I wonder how long it will be until they start requiring signatures for individual people.
For those building bots, we propose signing the authority of the target URI, i.e. www.example.com, and a way to retrieve the bot public key in the form of signature-agent, if present, i.e. crawler.search.google.com for Google Search, operator.openai.com for OpenAI Operator, workers.dev for Cloudflare Workers.
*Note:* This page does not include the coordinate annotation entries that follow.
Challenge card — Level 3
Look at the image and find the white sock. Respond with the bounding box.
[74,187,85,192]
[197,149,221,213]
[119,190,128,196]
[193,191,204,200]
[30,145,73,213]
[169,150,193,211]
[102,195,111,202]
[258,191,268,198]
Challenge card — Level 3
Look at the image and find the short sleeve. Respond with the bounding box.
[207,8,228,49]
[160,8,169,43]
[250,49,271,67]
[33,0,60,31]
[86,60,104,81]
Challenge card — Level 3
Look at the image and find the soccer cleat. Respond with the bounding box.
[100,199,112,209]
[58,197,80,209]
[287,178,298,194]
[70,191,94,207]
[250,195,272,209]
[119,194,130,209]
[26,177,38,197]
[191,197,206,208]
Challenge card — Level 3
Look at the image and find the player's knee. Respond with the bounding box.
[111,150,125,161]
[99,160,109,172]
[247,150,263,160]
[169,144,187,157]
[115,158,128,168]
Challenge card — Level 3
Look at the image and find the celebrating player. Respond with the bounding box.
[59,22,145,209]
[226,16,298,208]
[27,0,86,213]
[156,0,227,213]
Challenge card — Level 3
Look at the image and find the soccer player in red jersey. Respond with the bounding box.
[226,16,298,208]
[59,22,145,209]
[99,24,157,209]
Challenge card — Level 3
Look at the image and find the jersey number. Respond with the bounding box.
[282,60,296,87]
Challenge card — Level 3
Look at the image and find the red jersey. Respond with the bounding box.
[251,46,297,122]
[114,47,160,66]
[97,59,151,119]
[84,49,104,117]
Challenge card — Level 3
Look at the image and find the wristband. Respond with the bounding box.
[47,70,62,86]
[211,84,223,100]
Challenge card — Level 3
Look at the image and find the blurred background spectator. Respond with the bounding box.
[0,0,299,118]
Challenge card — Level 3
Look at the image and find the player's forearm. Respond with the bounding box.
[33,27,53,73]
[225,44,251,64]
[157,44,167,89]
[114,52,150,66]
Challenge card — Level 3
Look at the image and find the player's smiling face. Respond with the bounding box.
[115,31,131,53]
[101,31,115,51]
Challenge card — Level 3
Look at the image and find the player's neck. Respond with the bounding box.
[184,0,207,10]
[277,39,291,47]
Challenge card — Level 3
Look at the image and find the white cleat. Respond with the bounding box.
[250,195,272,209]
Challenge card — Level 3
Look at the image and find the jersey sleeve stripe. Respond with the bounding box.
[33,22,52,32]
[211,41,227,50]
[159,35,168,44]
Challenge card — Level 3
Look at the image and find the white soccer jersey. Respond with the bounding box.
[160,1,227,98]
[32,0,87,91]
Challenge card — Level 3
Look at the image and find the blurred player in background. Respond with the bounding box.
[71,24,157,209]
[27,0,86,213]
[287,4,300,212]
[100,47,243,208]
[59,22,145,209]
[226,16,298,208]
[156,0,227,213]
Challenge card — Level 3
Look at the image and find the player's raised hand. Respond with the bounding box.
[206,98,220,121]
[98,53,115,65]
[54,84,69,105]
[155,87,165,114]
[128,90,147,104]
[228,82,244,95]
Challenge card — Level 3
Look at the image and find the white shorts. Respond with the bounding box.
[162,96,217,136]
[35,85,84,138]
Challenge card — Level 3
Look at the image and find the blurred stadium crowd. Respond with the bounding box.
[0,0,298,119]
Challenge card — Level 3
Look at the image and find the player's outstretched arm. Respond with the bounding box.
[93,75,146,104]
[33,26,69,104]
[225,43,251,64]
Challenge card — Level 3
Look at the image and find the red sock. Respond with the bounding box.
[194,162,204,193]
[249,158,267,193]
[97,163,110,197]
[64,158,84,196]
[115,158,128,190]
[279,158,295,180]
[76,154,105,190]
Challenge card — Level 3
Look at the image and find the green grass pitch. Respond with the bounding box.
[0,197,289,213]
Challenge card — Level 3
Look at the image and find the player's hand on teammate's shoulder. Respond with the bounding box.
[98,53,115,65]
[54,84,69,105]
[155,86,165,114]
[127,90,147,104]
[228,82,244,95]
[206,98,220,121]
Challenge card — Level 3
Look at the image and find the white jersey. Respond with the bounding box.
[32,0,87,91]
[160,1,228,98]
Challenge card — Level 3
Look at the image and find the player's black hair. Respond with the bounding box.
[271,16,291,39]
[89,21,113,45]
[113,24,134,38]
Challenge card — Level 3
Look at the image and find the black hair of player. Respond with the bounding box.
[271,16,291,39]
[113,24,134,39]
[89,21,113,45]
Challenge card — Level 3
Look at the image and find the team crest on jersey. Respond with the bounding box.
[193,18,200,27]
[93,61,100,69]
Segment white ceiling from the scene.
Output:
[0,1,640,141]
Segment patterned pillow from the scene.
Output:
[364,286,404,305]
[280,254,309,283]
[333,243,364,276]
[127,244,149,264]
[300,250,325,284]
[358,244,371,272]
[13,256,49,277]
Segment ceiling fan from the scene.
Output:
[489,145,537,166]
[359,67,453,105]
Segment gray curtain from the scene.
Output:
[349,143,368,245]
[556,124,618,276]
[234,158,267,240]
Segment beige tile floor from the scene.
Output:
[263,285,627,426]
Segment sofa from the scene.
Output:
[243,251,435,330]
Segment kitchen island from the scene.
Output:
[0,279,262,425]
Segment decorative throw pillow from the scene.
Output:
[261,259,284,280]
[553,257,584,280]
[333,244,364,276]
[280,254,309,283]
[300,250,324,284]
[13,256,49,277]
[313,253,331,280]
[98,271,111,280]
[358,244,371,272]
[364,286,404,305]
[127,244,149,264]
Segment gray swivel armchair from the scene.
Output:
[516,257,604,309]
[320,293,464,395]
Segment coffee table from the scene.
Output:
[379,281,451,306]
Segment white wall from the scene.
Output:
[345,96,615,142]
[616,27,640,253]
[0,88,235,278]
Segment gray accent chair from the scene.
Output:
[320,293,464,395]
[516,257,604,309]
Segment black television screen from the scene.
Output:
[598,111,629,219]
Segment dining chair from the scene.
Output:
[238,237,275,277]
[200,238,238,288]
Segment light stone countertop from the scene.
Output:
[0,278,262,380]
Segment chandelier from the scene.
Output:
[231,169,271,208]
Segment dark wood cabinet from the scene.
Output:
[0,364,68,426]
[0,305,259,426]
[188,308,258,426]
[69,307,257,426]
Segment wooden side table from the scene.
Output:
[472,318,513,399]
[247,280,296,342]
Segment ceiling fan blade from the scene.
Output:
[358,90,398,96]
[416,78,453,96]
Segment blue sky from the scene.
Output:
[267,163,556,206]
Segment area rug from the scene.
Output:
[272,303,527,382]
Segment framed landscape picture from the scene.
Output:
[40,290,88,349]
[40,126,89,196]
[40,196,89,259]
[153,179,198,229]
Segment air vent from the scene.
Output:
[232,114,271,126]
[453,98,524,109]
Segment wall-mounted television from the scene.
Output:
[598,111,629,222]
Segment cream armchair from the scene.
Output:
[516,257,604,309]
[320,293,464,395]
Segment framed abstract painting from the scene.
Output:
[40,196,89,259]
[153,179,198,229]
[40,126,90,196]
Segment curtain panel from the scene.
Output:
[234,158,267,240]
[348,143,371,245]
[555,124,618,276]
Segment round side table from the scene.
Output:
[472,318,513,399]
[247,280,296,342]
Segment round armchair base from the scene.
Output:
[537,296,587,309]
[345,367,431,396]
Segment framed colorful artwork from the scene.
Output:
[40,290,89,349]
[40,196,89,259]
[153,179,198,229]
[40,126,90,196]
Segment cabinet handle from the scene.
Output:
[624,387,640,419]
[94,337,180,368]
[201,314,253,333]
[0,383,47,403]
They’re proposing the request will include public key source information and request target. Through the public key source, you can verify the origin via source domain name.
So when that gets blocked, they can just generate a new key. I don’t see how this really stops anyone that wants to keep going.
The point is it makes them identifiable. If you block anything not authenticatable, and everything that auths via *.google.com, you are effectively blocking everything from Google.
If you fear they will evade to other domains, you’ll have to use an allow-list.
Ok so effectively then this basically shifts the work from blocking IPs to blocking domains. It might slow down some smaller players, but I imagine anyone with a decent amount of money can afford an insane number of domains.